G.matrices        # returns the matrices ala ssdata
G.poles           # returns the poles
G.zeros           # returns the zeros
G.a,G.b,G.c,G.d   # returns the individual matrices

If the model is discretized we can also check

G.SamplingPeriod  # returns the sampling period
G.SamplingSet     # returns 'Z' for discrete-time, 'R' otherwise
G.DiscretizedWith # returns the discretization method if applicable

Transfer() models

As mentioned previously, numpy array syntax is strange and a bit verbose. Hence, it makes it difficult to type every time np.array or some other alias for creation of an array tobe used in the transfer representation definitions. Hence, harold actually goes a long way to make sense what is entered for the Transfer() initialization.

First, it can understand even if the user enters a scalar or a Python list, instead of numpy arrays. It will be checked and converted if the input is sensible.

G = Transfer(1,[1,2,3])
G = Transfer(1,[[1,2,3]])

The second example might confuse the user since it will spit out a transfer representation of a \(1\times 3\) static gain.
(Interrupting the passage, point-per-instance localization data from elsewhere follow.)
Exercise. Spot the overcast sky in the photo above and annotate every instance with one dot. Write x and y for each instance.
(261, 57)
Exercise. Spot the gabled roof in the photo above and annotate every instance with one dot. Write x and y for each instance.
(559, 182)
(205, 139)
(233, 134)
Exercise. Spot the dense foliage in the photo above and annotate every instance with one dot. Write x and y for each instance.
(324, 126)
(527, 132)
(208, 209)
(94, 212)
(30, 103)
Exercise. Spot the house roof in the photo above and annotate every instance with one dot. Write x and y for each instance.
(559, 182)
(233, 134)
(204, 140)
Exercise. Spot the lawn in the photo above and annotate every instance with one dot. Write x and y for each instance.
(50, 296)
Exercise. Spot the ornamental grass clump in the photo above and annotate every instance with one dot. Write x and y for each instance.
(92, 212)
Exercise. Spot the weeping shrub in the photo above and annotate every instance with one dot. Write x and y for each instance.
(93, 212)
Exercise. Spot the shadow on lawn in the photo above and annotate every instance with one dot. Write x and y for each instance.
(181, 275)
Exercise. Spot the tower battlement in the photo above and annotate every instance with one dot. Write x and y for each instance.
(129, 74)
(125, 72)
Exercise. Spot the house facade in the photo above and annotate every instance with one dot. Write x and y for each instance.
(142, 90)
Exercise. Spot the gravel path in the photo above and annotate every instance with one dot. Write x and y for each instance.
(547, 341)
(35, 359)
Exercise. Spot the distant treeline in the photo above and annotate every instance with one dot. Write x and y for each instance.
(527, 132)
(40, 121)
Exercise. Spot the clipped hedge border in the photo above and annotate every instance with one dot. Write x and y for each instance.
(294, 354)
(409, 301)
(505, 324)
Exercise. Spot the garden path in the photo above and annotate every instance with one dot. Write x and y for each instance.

What happens is that when the parses find a list of lists, it assumes that the user is trying to create a MIMO object. Thus, it changes its context to make sense with the missing information. It first checks that numerator has a single element and thus assumes that this is a common numerator. Then it parses the denominator and finds only scalars thus creates the static gain of fractions one, one half, and one third.

Discrete time models are handled similarly.

After the initialization of the models, we can see the model properties

G.NumberOfOutputs # returns the number of rows of numerator
G.NumberOfOutputs # returns the number of cols of numerator
G.shape           # returns a tuple of (# of outs,# of ins)

G.polynomials     # returns the polynomials ala tfdata
G.poles           # returns the poles
G.zeros           # returns the zeros
G.num,G.den       # returns the individual polynomials

If the model is discretized we can also check

G.SamplingPeriod  # returns the sampling period
G.SamplingSet     # returns 'Z' for discrete-time, 'R' otherwise
G.DiscretizedWith # returns the discretization method if applicable

Context Discovery

For both State() and Transfer() argument parsing, harold can tell what happened during the context discovery. For that, there is a validate_arguments() class method for each class. This will return the regularized version of the input arguments and also include a flag in case the resulting system is a static gain:

Transfer.validate_arguments(1,[[1,2,3]],verbose=1)

will print out the following for the example we discussed above

========================================
Handling numerator
========================================
I found only a float
========================================
Handling denominator
========================================
I found a list
I found a list that has only lists
Every row has consistent number of elements
==================================================
Handling raw entries are done.
Now checking the SISO/MIMO context and regularization.
==================================================
One of the MIMO flags are true
Denominator is MIMO, Numerator is something else
Denominator is MIMO, Numerator is SISO

([[array([[ 1.]]), array([[ 1.]]), array([[ 1.]])]],
 [[array([[ 1.]]), array([[ 2.]]), array([[ 3.]])]],
 (1, 3),
 True

As seen from the resulting arrays, the numerator is now three numpy float arrays containing the common entry. Both the numerator and denominator are converted to list of lists.

Same class method is also available for the State() class.